Vielen Kleinflottenbetreibern kämen digitale Verfahren in der Logistik entgegen. Erst digitale Daten und Künstliche Intelligenz machen es möglich, dass kleine Spediteure ihre wenigen Fahrzeuge besser auslasten, wenn Buchungen für Frachtraum über digitale Frachtbörsen oder Plattformen einlaufen.


Doch die Mühen der Digitalisierung sind für diese Kleinflottenbetreiber groß. Nur wenige nutzen digitale Dienstleistungen für ihre Fahrzeugflotte oder für Transportaufgaben, hat RIO, der digitale Zweig der Lkw-Herstellers Traton festgestellt. Häufig arbeiten die Betreiber noch per Telefon und Fax – obwohl die gesetzlichen Anforderungen an Dokumentation und Organisation zunehmen.

 

Gespaltener Mittelstand

 

Und das liegt auch an den Kunden, den oft mittelständischen Verladern, die ihrerseits noch viel zu oft in klassischen Prozessen denken und arbeiten. Sicher, unter den 3,76 Millionen Mittelständlern in Deutschland haben immer mehr in den vergangenen Jahren Digitalisierungsprojekte erfolgreich abgeschlossen: Mittlerweile setzt jedes dritte kleinen und mittleren Unternehmen hierzulande neue oder verbesserte digitale Technologien für Prozesse, Produkte und Services oder Geschäftsabläufe ein, hat die Analyse von KfW Research ergeben.


Doch die Spaltung zwischen den großen, digitalen Enablern und den kleineren, Leistungsschwächeren wächst auch im Mittelstand: Je größer ein Unternehmen, umso häufiger setzt es Digitalisierungsprojekte um und umso mehr investiert es dafür.

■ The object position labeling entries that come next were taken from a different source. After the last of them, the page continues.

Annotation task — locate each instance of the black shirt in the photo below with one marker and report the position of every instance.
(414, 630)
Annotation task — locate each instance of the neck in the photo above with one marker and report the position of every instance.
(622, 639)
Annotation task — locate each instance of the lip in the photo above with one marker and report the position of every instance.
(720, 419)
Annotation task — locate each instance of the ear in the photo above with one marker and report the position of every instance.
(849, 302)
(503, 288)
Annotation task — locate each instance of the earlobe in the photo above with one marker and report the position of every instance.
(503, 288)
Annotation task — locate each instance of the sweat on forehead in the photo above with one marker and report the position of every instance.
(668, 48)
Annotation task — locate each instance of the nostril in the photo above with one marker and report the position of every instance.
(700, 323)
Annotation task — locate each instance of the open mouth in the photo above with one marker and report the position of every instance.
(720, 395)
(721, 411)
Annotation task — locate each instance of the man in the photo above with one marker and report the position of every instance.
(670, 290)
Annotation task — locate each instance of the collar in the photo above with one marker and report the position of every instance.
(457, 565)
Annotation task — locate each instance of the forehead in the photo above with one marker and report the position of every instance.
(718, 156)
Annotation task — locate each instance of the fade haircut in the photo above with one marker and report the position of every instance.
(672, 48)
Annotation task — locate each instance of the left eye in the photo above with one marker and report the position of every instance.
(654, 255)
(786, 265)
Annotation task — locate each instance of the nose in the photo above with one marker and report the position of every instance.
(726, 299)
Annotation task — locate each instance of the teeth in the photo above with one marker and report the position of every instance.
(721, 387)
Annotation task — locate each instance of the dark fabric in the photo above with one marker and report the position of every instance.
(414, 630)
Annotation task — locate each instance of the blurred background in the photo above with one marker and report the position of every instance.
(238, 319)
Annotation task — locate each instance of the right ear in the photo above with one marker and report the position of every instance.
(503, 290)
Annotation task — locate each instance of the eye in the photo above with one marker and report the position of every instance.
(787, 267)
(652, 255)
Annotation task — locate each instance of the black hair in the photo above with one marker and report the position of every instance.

Das ist nicht nur für die KfW ein Grund zur Sorge. Fehlende Digitalisierung hat nicht nur Auswirkungen auf die Produktion der großen Unternehmen: Es dürfte noch dauern, bis der Stahlhersteller Thyssen Steel Europe die vollständige Transparenz im Zulauf realisieren kann. Mangelnde Innovationsfähigkeit und veraltete Technik bedrohen die Wettbewerbsfähigkeit des Mittelstands, des Rückgrats der deutschen Wirtschaft.